Kenya announced on Saturday that it was ready to send 1,000 police officers to Haiti to assist in training and assisting their Haitian counterparts in combating the violent gangs that have taken control of much of the capital, Port-au-Prince.
“Kenya has accepted to positively consider leading a Multi-National Force to Haiti,” Foreign Minister Alfred Mutua said in a statement.
A Kenyan-led deployment would still require a UN Security Council mandate as well as a formal agreement from local authorities.
The council has asked Secretary-General Antonio Guterres to present a report on possible Haiti options, including a UN-led mission, by mid-August.
US diplomats have been actively seeking a country to lead a multinational force.
Kenya, according to Mutua, will send an “evaluation mission” to Haiti in the coming weeks.
Kenya, regarded as a democratic anchor in East Africa, has participated in peacekeeping operations in its own region, including the Democratic Republic of the Congo and Somalia.
Gangs in Haiti control roughly 80 percent of Port-au-Prince, and violent crimes including kidnappings for ransom, carjackings, rapes, and armed thefts are common.

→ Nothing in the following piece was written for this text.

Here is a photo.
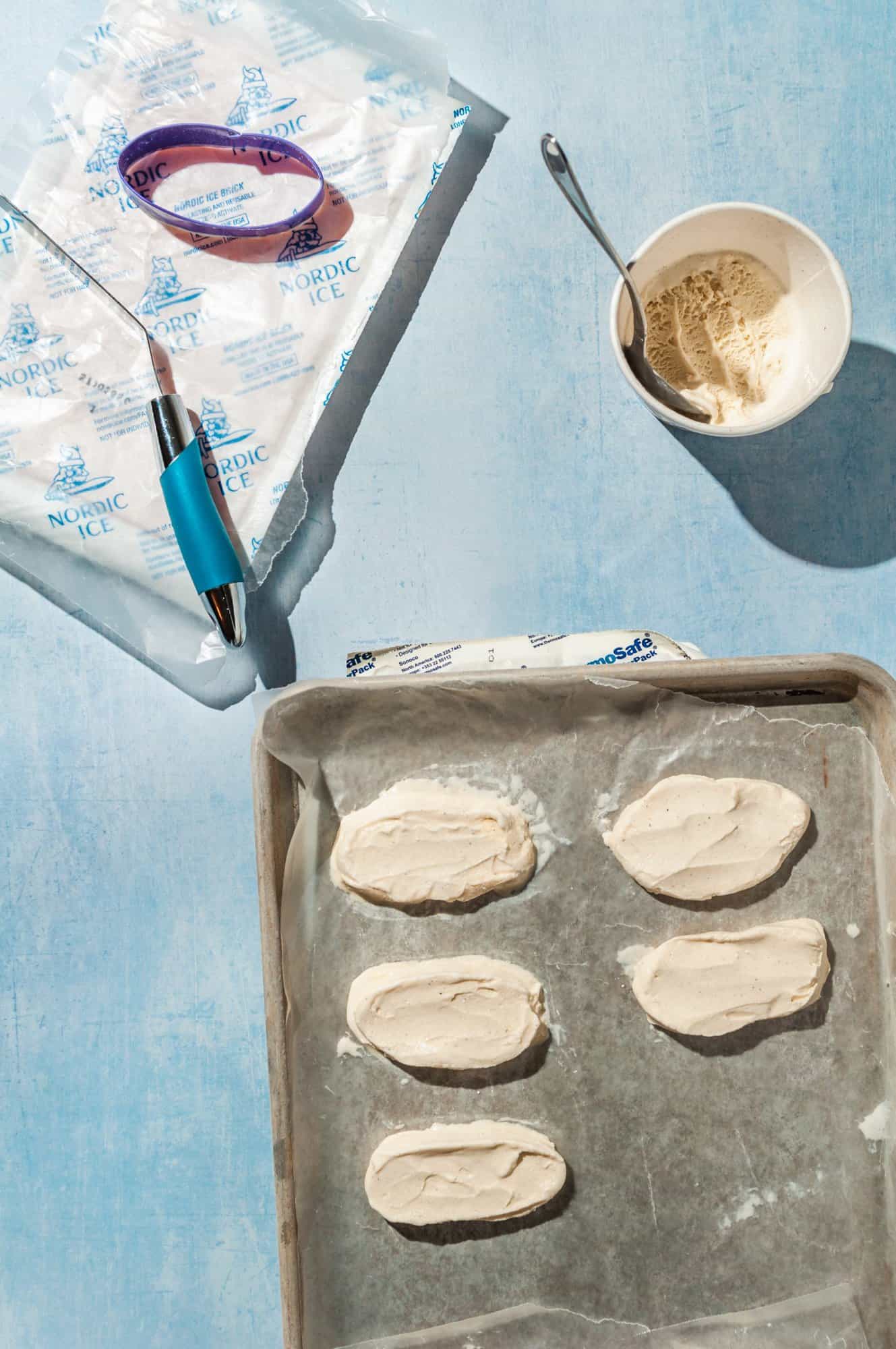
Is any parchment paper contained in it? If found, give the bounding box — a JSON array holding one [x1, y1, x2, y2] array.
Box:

With a weak government and overburdened security forces, the country has faced escalating humanitarian, political, and security crises.
Both Prime Minister Ariel Henry and UN Secretary-General Antonio Guterres have called for international intervention for nearly a year. Up to now, no country had stepped forward.
From 2004 to 2017, a UN peacekeeping mission was stationed in Haiti, but it was withdrawn after a cholera outbreak linked to infected UN personnel from Nepal killed 9,500 people.
The US ordered non-essential embassy personnel and their families to leave Haiti as soon as possible this week.
According to the Christian aid organisation for which she works, a young American nurse and her infant child were kidnapped in Haiti on Thursday.